Wednesday, May 30, 2012

Do Expecting Mom's Celebrate Mother's Day?

You know, this is kind of a gray area where each expectant mother or couple sort of abides by the phrase, "To each, their own." You really have no need to define your reasoning one way or another to anyone but yourself.

Some expecting moms go through QUITE AN ORDEAL to become and remain pregnant. So you might decide that entitles you to having the red carpet open to you on this special Hallmark Day. Or maybe getting pregnant was easy, but you've had horrid morning sickness and side effects. Therefore, bring on the pampering. Or perhaps, your one of those women who's body was just MADE for having babies and life couldn't be more comfortable for nine months. But regardless, you don't think you should be punished for being awesome (and me hating you for not having any side effects). Whatever your circumstance, you don't have to justify why you would want or not want to celebrate Mother's Day prior to your baby's birth. Do what comes naturally.

If it helps, here's what I did this year: 

First of all, I decided that I was not going to discuss this question with my husband. I had a feeling that if I asked, I'd kinda of be insinuating that I was expecting him to do something for me even if I really was just curious what he thought about it. And if he DID do something for me after I'd asked, I'd wonder if it was merely a result of me questioning his stance on the matter. 

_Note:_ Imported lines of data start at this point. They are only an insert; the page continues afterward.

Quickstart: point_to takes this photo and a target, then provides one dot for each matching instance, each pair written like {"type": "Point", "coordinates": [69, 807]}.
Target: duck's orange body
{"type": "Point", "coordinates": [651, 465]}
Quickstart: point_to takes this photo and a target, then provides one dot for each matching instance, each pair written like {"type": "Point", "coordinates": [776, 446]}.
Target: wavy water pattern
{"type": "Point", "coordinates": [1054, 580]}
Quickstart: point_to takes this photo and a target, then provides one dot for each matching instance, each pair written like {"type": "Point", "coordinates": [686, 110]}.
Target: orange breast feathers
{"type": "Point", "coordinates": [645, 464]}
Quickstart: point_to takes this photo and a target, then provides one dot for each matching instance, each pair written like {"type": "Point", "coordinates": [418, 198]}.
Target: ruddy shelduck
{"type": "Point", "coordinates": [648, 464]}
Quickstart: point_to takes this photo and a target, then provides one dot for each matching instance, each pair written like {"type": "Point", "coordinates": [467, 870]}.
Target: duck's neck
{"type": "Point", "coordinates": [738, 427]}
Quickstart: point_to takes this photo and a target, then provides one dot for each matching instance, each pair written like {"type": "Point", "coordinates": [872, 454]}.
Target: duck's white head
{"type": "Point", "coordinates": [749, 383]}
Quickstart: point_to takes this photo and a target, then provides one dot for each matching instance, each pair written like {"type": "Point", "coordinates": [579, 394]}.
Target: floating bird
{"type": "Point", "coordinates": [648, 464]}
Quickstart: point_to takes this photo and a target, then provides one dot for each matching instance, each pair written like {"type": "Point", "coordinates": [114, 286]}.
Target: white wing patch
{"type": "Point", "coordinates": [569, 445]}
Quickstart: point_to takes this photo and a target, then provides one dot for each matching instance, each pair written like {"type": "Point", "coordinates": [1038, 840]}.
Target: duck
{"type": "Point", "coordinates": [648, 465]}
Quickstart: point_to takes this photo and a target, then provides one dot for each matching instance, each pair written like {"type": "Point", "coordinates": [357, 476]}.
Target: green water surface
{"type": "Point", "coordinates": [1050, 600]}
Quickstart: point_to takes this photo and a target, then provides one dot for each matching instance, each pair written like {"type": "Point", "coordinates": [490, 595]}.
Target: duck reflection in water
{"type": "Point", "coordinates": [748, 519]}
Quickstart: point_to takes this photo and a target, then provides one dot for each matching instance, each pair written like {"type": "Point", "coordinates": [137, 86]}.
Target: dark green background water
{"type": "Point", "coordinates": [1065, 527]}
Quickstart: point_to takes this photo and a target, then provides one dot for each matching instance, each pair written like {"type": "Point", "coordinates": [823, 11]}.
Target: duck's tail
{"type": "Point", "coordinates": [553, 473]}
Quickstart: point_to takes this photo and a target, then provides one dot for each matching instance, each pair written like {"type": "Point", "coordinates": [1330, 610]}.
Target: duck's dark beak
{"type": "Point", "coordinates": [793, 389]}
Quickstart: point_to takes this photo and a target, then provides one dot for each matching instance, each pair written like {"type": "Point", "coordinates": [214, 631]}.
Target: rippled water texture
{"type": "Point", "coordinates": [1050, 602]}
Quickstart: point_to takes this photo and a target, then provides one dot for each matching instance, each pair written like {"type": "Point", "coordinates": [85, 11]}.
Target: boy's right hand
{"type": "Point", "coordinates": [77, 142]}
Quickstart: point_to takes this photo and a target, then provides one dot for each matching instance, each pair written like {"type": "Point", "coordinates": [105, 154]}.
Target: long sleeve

Instead, what I did to celebrate Mom's Day was to spend some serious time on preparations for the baby's arrival. I worked on organizing her closet, organizing MY closet, let alone, the rest of the house......ahhhhh! Nesting. I also spent some alone time reveling in all the daily activities I love to do solo with the understanding that it will take a lot more planning, effort, and coordination with my husband to partake in after the baby's arrival. For example, I went to the gym and worked-out for an hour. I took a really long shower afterwards, styled my hair, and went for a stroll along the Hudson to get a smoothie for lunch, people watch, and read my book in the sun. 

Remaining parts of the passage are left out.